Skipping Dispatcher with LazyTensor

Overview

We wanted to measure the overhead of the dispatcher and the impact on lazy tensor core (LTC). Therefore, we’ve implemented tracing for LTC as close to Python as we could.

We made a patch that skips the entire dispatching process and directly calls LazyNativeFunctions from the THPVariable_* methods/functions. This patch gives a speedup of about 10% in our microbenchmarks when not executing the graph. See the results below.

Please note that we have implemented a simple, proof-of-concept patch; the benchmark results may show the highest speedup. We did not implement support for other dispatch keys, such as autograd, autodiff, etc.

Details

To inject code in the THPVariable_* functions, we patched the autogen template of gen_python_functions.py. For example, the generated THPVariable_add function looks as follows:

// add
static PyObject * THPVariable_add(PyObject* self_, PyObject* args, PyObject* kwargs)
{
  // ...
  switch (_r.idx) {
    case 0: {
    // [deprecated] ...
    }
    case 1: {
      auto dispatch_add = [](const at::Tensor & self, const at::Tensor & other, const at::Scalar & alpha) -> at::Tensor {
        pybind11::gil_scoped_release no_gil;
        if (self.is_lazy() && other.is_lazy()) {
          return torch::lazy::lazy_add(self, other, alpha);
        }
        return self.add(other, alpha);
      };
      return wrap(dispatch_add(self, _r.tensor(0), _r.scalar(1)));
    }
  }
  Py_RETURN_NONE;
  END_HANDLE_TH_ERRORS
}

The injected lazy_add calls the corresponding LazyNativeFunctions directly, and thus skips the dispatcher altogether.

Full Benchmark Results

The benchmarks we run are from the Torchy repository. They execute sequences of fusible operations with varying tensor sizes. We executed the combinations of add/sub/mul/div, 8 to 32 times in each iteration, and compared the execution time to the original LTC implementation. Also, we varied the input size to see the effects of it (square matrices of n=100/1k/10k).
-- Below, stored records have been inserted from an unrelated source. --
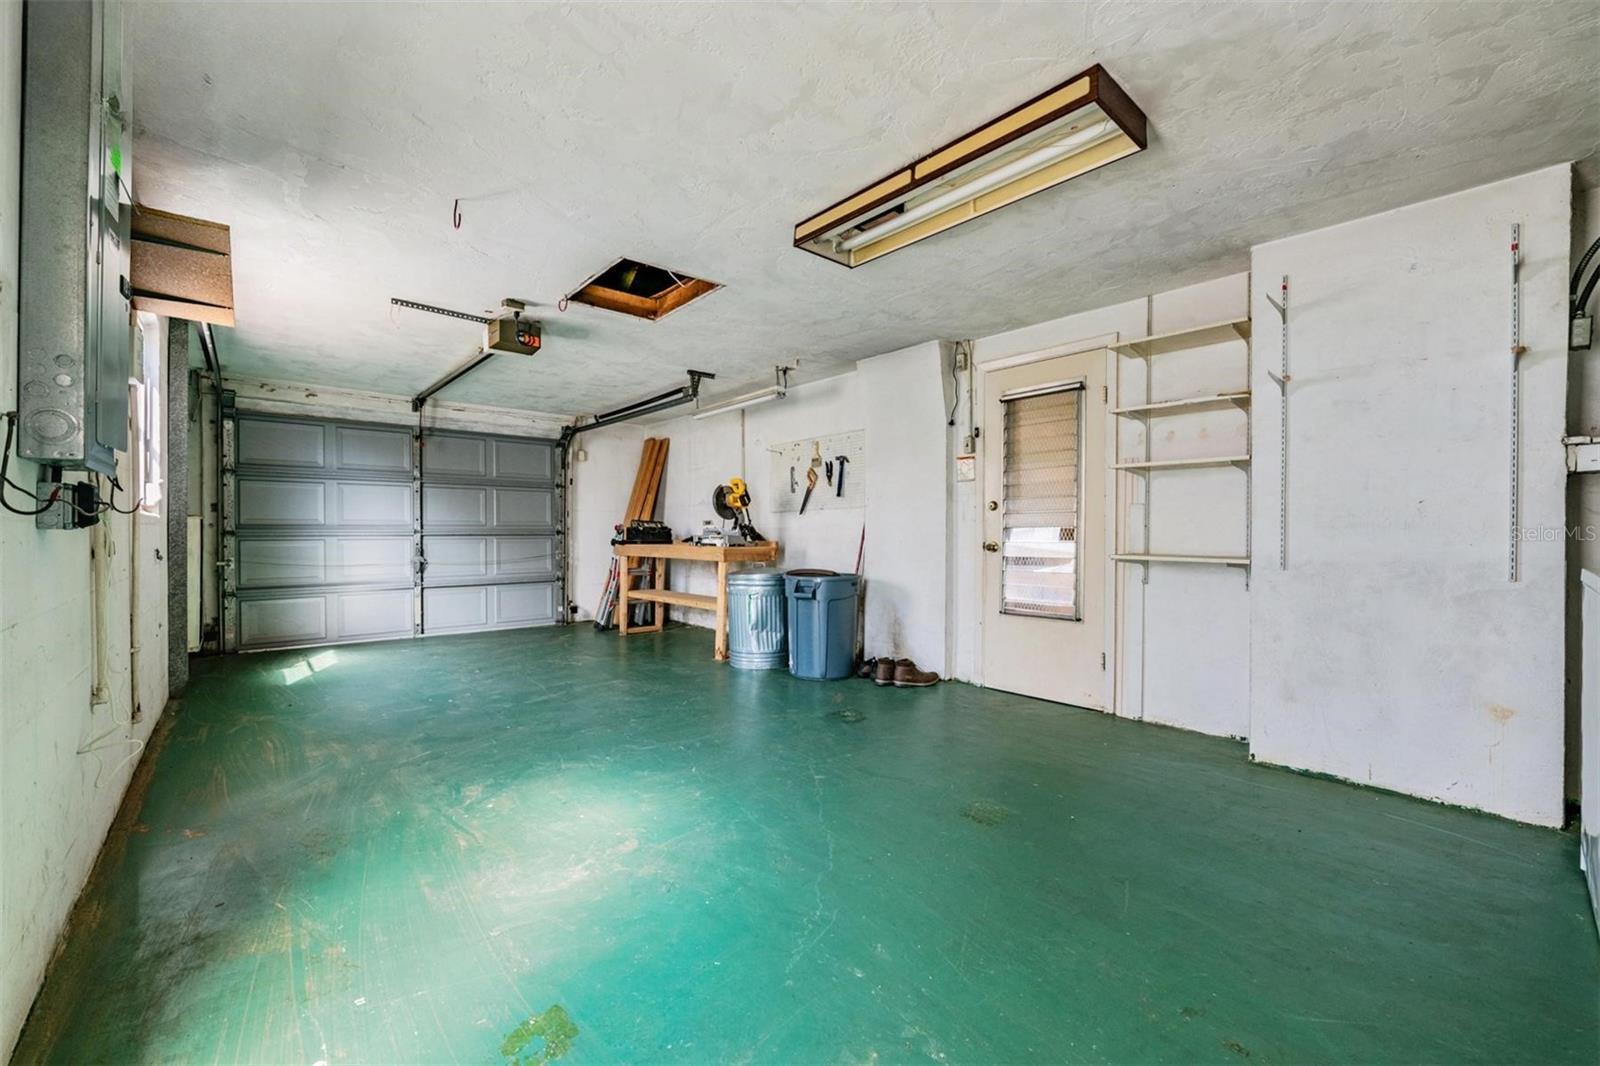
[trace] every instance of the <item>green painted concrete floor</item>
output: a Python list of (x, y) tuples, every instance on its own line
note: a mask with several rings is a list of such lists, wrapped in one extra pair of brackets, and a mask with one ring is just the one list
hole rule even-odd
[(197, 662), (19, 1062), (1593, 1062), (1570, 835), (703, 630)]

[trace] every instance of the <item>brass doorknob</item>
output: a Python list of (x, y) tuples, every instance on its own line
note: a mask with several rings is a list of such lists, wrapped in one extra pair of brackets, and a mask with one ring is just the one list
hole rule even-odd
[(1000, 545), (997, 541), (986, 540), (983, 542), (983, 550), (986, 552), (997, 552), (1000, 550)]

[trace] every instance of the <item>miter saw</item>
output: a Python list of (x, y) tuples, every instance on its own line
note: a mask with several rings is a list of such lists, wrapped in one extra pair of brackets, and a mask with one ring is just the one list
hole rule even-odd
[(733, 522), (737, 533), (724, 533), (724, 544), (754, 544), (767, 538), (750, 522), (750, 486), (743, 478), (729, 478), (711, 494), (711, 507), (724, 522)]

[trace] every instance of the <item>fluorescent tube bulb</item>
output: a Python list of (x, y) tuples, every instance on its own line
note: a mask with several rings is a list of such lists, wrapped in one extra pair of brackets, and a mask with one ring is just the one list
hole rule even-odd
[(758, 389), (755, 392), (746, 393), (743, 396), (735, 396), (731, 399), (722, 400), (719, 403), (712, 404), (710, 407), (703, 407), (694, 413), (694, 417), (696, 419), (701, 419), (710, 418), (712, 415), (727, 414), (729, 411), (737, 411), (743, 407), (754, 407), (758, 403), (767, 403), (771, 400), (781, 400), (786, 395), (788, 395), (788, 393), (781, 385), (768, 385), (764, 389)]
[(925, 218), (937, 215), (946, 208), (982, 196), (991, 189), (998, 189), (1008, 182), (1018, 178), (1027, 177), (1036, 170), (1054, 163), (1058, 159), (1092, 148), (1102, 141), (1110, 140), (1122, 131), (1110, 119), (1097, 122), (1087, 129), (1068, 134), (1058, 141), (1051, 142), (1043, 147), (1036, 148), (1020, 159), (1013, 160), (1003, 167), (996, 167), (986, 174), (980, 174), (971, 181), (964, 182), (951, 189), (949, 192), (940, 193), (938, 196), (924, 200), (916, 207), (903, 211), (893, 219), (880, 226), (863, 230), (853, 237), (840, 241), (838, 248), (841, 252), (853, 252), (864, 244), (887, 237), (891, 233), (898, 233), (907, 226), (915, 225)]

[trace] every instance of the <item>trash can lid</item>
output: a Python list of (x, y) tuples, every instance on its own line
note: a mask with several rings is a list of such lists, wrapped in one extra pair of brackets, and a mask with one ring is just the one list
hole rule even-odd
[(785, 570), (784, 577), (838, 577), (837, 570), (822, 570), (817, 567), (802, 567), (799, 570)]
[(776, 570), (761, 567), (756, 570), (735, 570), (728, 575), (729, 586), (771, 586), (782, 585), (783, 575)]

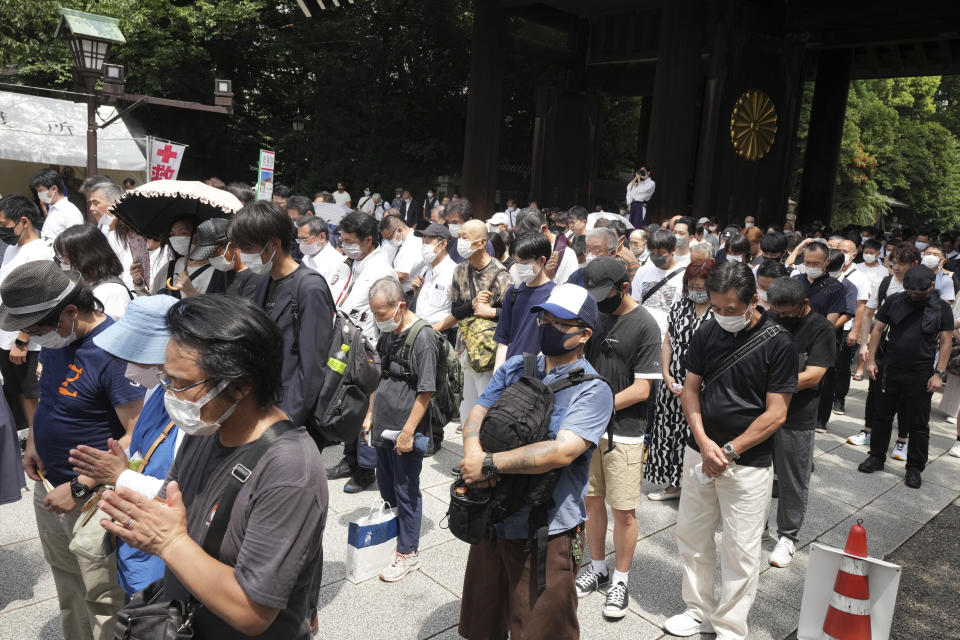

The raw data is in this link: LazyTensor Comparison

Results without graph execution

From this benchmark, we generated only an LTC graph, and did not execute the operations themselves. The results show that bypassing the dispatcher gives us a 10-12% consistent speedup. There is a slight performance degradation for the large size/low iteration case, but it’s in the noise.

Results without graph execution

From this benchmark, we generated only an LTC graph, and did not execute the operations themselves. The results show that bypassing the dispatcher gives us a 10-12% consistent speedup. There is a slight performance degradation for the large size/low iteration case, but it’s in the noise.

Results with graph execution

For this test, we forced the execution of the graph by using result.to(device=’cpu’) at the end of each iteration.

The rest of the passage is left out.